Displayed at the Royal Academy in 1843, Turner’s late view of Venice shows the Customs House, or Dogana, from an angle opposite to that seen in his 1834 picture. Behind the Dogana, the domes of the Church of Santa Maria della Salute rise against the vibrantly luminous sky. Although his early works had made Turner wealthy and famous, this later style—in which light evaporates the solid forms—was far too avant-garde for his contemporaries to comprehend. In retrospect, however, it is such late works that had the most impact upon subsequent landscapists. (The parapet at the bottom right is formally inscribed with Turner’s full initials, JMWT; informally, friends called him Bill.)
While Noah and his wife sleep in their tent, the biblical Flood begins. In a spiraling vortex of rain and moonlight, birds and beasts head toward the distant Ark. This is a preliminary version of a canvas shown in the 1843 Royal Academy. Now in London’s Tate Gallery, the final work uses stronger color contrasts but is equally evocative and sketchy.

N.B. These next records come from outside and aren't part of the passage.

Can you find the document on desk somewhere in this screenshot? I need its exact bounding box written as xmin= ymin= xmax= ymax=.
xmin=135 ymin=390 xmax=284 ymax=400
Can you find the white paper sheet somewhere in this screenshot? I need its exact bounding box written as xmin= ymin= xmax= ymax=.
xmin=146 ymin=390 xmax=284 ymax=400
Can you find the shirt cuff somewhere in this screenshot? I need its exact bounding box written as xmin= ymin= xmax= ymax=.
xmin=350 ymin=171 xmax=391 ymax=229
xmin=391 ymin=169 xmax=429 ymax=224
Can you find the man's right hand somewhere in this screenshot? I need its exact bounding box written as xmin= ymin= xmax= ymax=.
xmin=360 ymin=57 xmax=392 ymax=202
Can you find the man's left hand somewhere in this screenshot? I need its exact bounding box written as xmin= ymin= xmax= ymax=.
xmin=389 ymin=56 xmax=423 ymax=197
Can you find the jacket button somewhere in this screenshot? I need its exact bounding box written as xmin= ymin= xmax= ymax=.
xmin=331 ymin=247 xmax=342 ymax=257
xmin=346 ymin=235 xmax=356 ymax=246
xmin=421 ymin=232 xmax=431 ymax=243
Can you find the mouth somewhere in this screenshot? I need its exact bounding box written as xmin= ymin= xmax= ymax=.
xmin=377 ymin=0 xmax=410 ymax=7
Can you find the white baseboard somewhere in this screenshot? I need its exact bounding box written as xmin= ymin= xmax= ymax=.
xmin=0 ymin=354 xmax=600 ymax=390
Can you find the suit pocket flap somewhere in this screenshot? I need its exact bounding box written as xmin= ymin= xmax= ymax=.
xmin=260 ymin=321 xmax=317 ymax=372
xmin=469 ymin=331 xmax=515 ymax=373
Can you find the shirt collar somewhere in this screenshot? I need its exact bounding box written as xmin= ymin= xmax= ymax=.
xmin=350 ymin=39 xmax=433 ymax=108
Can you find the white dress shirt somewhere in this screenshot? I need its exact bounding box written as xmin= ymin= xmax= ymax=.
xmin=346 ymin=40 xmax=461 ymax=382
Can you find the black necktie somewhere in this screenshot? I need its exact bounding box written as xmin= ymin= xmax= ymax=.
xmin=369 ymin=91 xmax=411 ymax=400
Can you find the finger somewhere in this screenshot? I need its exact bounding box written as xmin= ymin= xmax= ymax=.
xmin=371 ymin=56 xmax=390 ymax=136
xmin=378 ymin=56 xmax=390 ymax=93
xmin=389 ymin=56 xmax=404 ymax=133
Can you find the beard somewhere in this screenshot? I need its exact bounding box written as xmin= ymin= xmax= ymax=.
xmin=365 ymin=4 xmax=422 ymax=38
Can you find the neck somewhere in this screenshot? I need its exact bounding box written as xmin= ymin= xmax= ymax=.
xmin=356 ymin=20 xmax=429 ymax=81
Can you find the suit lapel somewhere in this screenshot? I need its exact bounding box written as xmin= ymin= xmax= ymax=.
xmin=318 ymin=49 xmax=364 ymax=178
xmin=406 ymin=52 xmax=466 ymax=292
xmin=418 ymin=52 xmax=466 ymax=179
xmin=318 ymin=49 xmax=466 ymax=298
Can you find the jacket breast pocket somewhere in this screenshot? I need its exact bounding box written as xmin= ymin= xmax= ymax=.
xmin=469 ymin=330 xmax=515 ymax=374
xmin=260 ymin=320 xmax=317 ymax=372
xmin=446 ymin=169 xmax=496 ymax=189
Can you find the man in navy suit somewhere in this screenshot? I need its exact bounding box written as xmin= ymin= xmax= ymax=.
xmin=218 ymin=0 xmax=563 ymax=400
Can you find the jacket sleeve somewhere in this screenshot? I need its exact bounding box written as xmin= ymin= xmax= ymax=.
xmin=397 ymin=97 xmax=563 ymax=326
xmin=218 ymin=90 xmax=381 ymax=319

As barges and gondolas slowly cross the Venetian lagoon, the misty city vanishes in the twilight. John Ruskin, the major art critic who was one of Turner’s few champions later in his career, hailed the canvas as “the most perfectly beautiful piece of colour of all that I have seen produced by human hands.” In the Royal Academy catalogue for 1844, this entry was accompanied by a quotation that Turner himself rewrote from Lord Byron’s poem Childe Harold:
“The moon is up, and yet it is not night,
The sun as yet disputes the day with her.”